Wednesday, May 16, 2007

日米社会保障協定(3)

1.協定発効時(2005年10月1日)現在の米国駐在員の取り扱い

協定が効力を持ち始める時点で既に米国に派遣されている駐在員に関しては、協定の発効日である「2005年10月1日から派遣期間が5年を超えない」と見込まれる場合に一時派遣規定の適用が認められる。過去の滞在期間は一切考慮されまない点は実務上の対応を容易にしているといえる。

2.派遣期間に係る「見込み違い」の取り扱い

一時派遣規定の適用があるかないか、はあくまでも派遣期間に係る「派遣時の見込み」に基づく。すなわち判断基準は「派遣時」の「見込み」であり、その後の予定変更は基本的に協定上の取り扱いに影響を与えないと考えていい。この考え方に基づく見込み違いに対する取り扱いは次の通りとなる。
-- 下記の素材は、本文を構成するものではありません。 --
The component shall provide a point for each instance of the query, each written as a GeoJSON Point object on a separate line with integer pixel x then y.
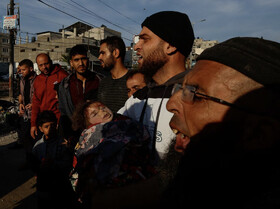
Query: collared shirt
{"type": "Point", "coordinates": [78, 93]}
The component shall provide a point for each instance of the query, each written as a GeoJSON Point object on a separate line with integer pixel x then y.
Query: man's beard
{"type": "Point", "coordinates": [155, 60]}
{"type": "Point", "coordinates": [109, 64]}
{"type": "Point", "coordinates": [168, 166]}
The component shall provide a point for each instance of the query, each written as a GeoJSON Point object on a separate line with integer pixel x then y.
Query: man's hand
{"type": "Point", "coordinates": [29, 106]}
{"type": "Point", "coordinates": [33, 131]}
{"type": "Point", "coordinates": [21, 109]}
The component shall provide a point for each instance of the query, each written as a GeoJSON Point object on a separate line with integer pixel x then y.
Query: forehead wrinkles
{"type": "Point", "coordinates": [237, 83]}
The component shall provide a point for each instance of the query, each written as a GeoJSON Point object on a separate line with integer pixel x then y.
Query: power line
{"type": "Point", "coordinates": [101, 17]}
{"type": "Point", "coordinates": [119, 12]}
{"type": "Point", "coordinates": [74, 17]}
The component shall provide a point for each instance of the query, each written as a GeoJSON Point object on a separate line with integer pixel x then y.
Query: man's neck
{"type": "Point", "coordinates": [81, 77]}
{"type": "Point", "coordinates": [118, 71]}
{"type": "Point", "coordinates": [167, 72]}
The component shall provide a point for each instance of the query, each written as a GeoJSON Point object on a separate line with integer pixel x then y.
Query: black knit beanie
{"type": "Point", "coordinates": [174, 28]}
{"type": "Point", "coordinates": [256, 58]}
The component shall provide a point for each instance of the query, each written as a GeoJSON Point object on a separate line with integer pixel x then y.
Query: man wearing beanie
{"type": "Point", "coordinates": [227, 119]}
{"type": "Point", "coordinates": [164, 43]}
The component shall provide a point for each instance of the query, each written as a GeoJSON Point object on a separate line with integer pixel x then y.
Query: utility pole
{"type": "Point", "coordinates": [13, 31]}
{"type": "Point", "coordinates": [11, 65]}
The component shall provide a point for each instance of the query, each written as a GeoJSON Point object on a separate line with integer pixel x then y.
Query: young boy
{"type": "Point", "coordinates": [25, 69]}
{"type": "Point", "coordinates": [52, 162]}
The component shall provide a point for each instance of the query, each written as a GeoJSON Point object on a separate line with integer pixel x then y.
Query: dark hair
{"type": "Point", "coordinates": [132, 72]}
{"type": "Point", "coordinates": [78, 49]}
{"type": "Point", "coordinates": [26, 62]}
{"type": "Point", "coordinates": [115, 42]}
{"type": "Point", "coordinates": [48, 56]}
{"type": "Point", "coordinates": [44, 117]}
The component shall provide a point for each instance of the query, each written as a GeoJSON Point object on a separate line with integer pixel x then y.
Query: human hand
{"type": "Point", "coordinates": [33, 131]}
{"type": "Point", "coordinates": [21, 109]}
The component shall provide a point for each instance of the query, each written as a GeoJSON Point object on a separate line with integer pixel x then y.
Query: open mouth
{"type": "Point", "coordinates": [107, 116]}
{"type": "Point", "coordinates": [179, 134]}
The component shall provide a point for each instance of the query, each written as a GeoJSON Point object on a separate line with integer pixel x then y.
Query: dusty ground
{"type": "Point", "coordinates": [16, 186]}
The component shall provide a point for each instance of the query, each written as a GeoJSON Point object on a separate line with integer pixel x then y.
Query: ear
{"type": "Point", "coordinates": [181, 144]}
{"type": "Point", "coordinates": [116, 53]}
{"type": "Point", "coordinates": [171, 49]}
{"type": "Point", "coordinates": [71, 63]}
{"type": "Point", "coordinates": [261, 134]}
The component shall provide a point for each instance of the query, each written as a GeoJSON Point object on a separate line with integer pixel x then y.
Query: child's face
{"type": "Point", "coordinates": [49, 129]}
{"type": "Point", "coordinates": [25, 70]}
{"type": "Point", "coordinates": [98, 113]}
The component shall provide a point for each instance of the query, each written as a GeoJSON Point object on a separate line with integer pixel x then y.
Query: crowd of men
{"type": "Point", "coordinates": [222, 115]}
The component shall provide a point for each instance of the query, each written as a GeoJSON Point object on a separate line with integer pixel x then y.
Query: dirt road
{"type": "Point", "coordinates": [17, 186]}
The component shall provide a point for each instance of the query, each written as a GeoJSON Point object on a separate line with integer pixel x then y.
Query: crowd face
{"type": "Point", "coordinates": [190, 117]}
{"type": "Point", "coordinates": [150, 50]}
{"type": "Point", "coordinates": [98, 113]}
{"type": "Point", "coordinates": [135, 83]}
{"type": "Point", "coordinates": [44, 64]}
{"type": "Point", "coordinates": [49, 130]}
{"type": "Point", "coordinates": [105, 57]}
{"type": "Point", "coordinates": [25, 70]}
{"type": "Point", "coordinates": [80, 63]}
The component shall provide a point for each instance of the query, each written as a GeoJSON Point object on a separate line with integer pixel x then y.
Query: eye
{"type": "Point", "coordinates": [197, 97]}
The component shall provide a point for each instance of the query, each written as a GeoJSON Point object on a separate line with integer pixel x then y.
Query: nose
{"type": "Point", "coordinates": [80, 62]}
{"type": "Point", "coordinates": [137, 46]}
{"type": "Point", "coordinates": [171, 105]}
{"type": "Point", "coordinates": [130, 93]}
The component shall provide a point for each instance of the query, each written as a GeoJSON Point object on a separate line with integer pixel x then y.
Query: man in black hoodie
{"type": "Point", "coordinates": [163, 45]}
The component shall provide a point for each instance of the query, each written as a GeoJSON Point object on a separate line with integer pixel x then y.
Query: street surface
{"type": "Point", "coordinates": [17, 186]}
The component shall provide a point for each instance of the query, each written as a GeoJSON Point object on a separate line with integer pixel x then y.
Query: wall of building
{"type": "Point", "coordinates": [4, 46]}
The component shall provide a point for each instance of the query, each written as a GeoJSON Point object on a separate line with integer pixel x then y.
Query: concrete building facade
{"type": "Point", "coordinates": [58, 44]}
{"type": "Point", "coordinates": [4, 46]}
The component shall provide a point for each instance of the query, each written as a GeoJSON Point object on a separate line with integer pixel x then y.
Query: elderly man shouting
{"type": "Point", "coordinates": [227, 124]}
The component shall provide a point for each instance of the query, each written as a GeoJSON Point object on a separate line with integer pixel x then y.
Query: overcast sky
{"type": "Point", "coordinates": [223, 18]}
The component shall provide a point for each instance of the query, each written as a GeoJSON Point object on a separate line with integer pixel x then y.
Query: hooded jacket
{"type": "Point", "coordinates": [155, 115]}
{"type": "Point", "coordinates": [45, 96]}
{"type": "Point", "coordinates": [31, 78]}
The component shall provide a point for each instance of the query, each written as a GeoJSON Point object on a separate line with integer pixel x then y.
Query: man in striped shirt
{"type": "Point", "coordinates": [112, 89]}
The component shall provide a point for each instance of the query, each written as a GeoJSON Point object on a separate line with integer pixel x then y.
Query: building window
{"type": "Point", "coordinates": [5, 40]}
[途中で予定変更があり派遣が5年を超えてしまう場合] これは現実にはかなり「あり得る」シナリオだと思われる。一時派遣規定の適用には、あくまで派遣が開始する時点でその期間が5年を超えないと見込まれていれば問題なく、したがって、そのようなケースでは、派遣時点で交付された適用証明書に記載されている期間に関しては、日本で社会保険に加入し続けることとなり、米国ではFICAの支払いはできない。派遣が5年を超える段階で「期間延長(後述)」を申請することとなる。期間延長が認められる場合にはその期間内は継続して一時派遣規定の適用が可能となるが、延長が認められないようなケースまたは延長期間をも超えて派遣が継続するようなケースでは、その後は通常の規定に戻り(つまり、一時派遣規定の適用がなくなり)、米国にてFICAの支払い、日本の厚生年金保険は加入取りやめということとなる。
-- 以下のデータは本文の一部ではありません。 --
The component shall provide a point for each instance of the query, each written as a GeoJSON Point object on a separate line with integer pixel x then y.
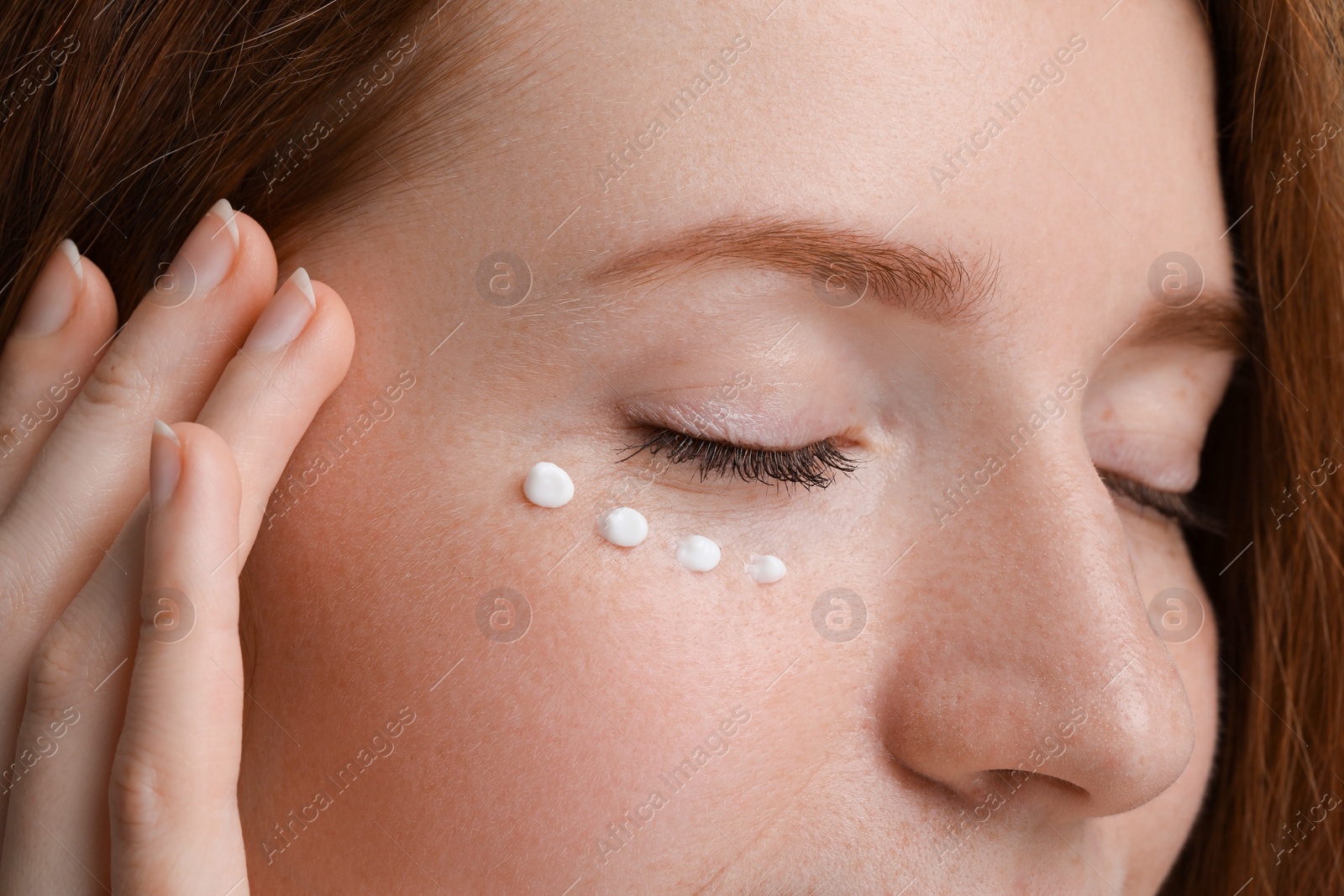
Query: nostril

[5年超と見込んでいたが、途中で予定変更があり5年以内で駐在が終了する場合] どちらかというと余り起こらないシナリオであるが、 一時派遣規定の適用は、あくまで駐在が開始する時点でその期間が5年を超えないと見込まれている場合に限って適用が可能となる。したがって、駐在が5年を超えると見込まれていた場合には、結果として駐在が5年を超えなかったとしても一時派遣規定を利用することはできず、派遣期間中を通じて日本の厚生年金保険には非加入、米国にてFICAを支払うこととなる。

3.一時派遣規定の延長申請

派遣時の見込みが5年であったにも係らず、予定が変わり派遣期間が延長される場合には「延長申請」を行う必要がある。上述の通り、一時派遣規定はあくまでも「派遣時の見込み」に基づいてその適用が決定されるため、元々の適用証明書に記載される派遣期間内に延期が見込まれるようになったとしても、その時点で一時派遣規定の適用を慌ててストップする必要はない。派遣期間が延期となる場合、元々の派遣予定期間(最長5年)が終了する前に延長申請を日本の社会保険事務所にて行なう必要がある。派遣期間がトータルで5年を超える延長に関しては米国の社会保障庁の審査が行なわれ、米国側のOKを得る必要がある。
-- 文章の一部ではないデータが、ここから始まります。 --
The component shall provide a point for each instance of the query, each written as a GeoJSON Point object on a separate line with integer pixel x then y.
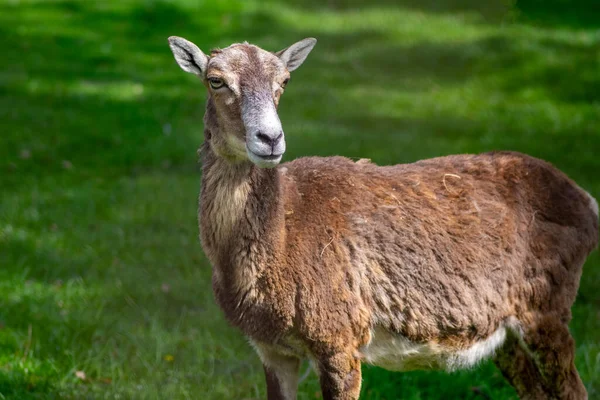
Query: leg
{"type": "Point", "coordinates": [520, 370]}
{"type": "Point", "coordinates": [340, 377]}
{"type": "Point", "coordinates": [554, 351]}
{"type": "Point", "coordinates": [281, 373]}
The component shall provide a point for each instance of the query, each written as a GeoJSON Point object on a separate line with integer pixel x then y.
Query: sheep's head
{"type": "Point", "coordinates": [245, 84]}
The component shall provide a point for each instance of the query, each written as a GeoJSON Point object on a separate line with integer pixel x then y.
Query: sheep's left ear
{"type": "Point", "coordinates": [295, 55]}
{"type": "Point", "coordinates": [189, 57]}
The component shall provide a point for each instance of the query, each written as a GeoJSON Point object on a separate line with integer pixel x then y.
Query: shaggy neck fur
{"type": "Point", "coordinates": [240, 212]}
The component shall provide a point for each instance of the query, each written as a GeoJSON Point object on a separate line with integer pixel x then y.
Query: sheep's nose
{"type": "Point", "coordinates": [271, 140]}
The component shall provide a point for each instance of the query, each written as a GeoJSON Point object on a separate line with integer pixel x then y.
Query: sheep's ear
{"type": "Point", "coordinates": [295, 55]}
{"type": "Point", "coordinates": [189, 57]}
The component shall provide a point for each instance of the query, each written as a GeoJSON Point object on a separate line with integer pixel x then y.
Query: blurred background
{"type": "Point", "coordinates": [104, 290]}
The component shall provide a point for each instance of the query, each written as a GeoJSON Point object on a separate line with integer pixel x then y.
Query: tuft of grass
{"type": "Point", "coordinates": [104, 290]}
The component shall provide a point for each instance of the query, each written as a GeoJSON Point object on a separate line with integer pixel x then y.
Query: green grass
{"type": "Point", "coordinates": [101, 271]}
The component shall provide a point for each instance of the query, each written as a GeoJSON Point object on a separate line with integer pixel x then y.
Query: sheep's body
{"type": "Point", "coordinates": [436, 264]}
{"type": "Point", "coordinates": [440, 257]}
延長申請を行なうには、「プロジェクトが長期化している」など、延長が派遣時には予想されなかった理由による必要がある。延長は最長4年(最初の5年を合わせて9年が最長)で、日本の社会保険事務所は当期間内の延長申請は基本的に一旦「受け付け」をするということである。その後の米国社会保障庁による審査で最終的に延長が認められるかどうかの決定が下されるが、1年までの延長申請には比較的柔軟な対応が取られるようである。逆に言うと、1年を超える延長に対してはより慎重な検討が加えられるということとなる。

実際にまだ日米社会保障協定の発効から5年経過していないので、延長の実績はないため、延長がどのような場合に認められるかどうかはあくまでも推測の域を出ない。したがって、現時点では社会保険庁の方の非公式コメント、米国社会保障局の他の国との協定に基づく延長許可例を基に判断するに留まる。比較的多く受ける質問のひとつに「延長の理由は必ず仕事に直結したものでなくてはいけないのか?」というものがある。延長申請の審査はケース・バイ・ケースなので一概にはコメントできないが、場合によっては「子供の学校事情」等の家族関係の事象も申請理由として認められることもあるようである。もちろん、延長理由は「派遣時」には見込まれなかったというのが大前提である。

また「延長は1年毎に申請する必要があるか?」という質問もよく受ける。延長申請時の延長期間については(最長通算の派遣期間が9年を超えない限り)特段制限はない。日本の社会保険事務所での受付時には、通算で9年を超えない限りは延長申請自体は受理される予定である。ただし、あまりに長期に亘る延長申請を一気に行うと米国社会保障庁の承認手続きがより慎重となることも予想される。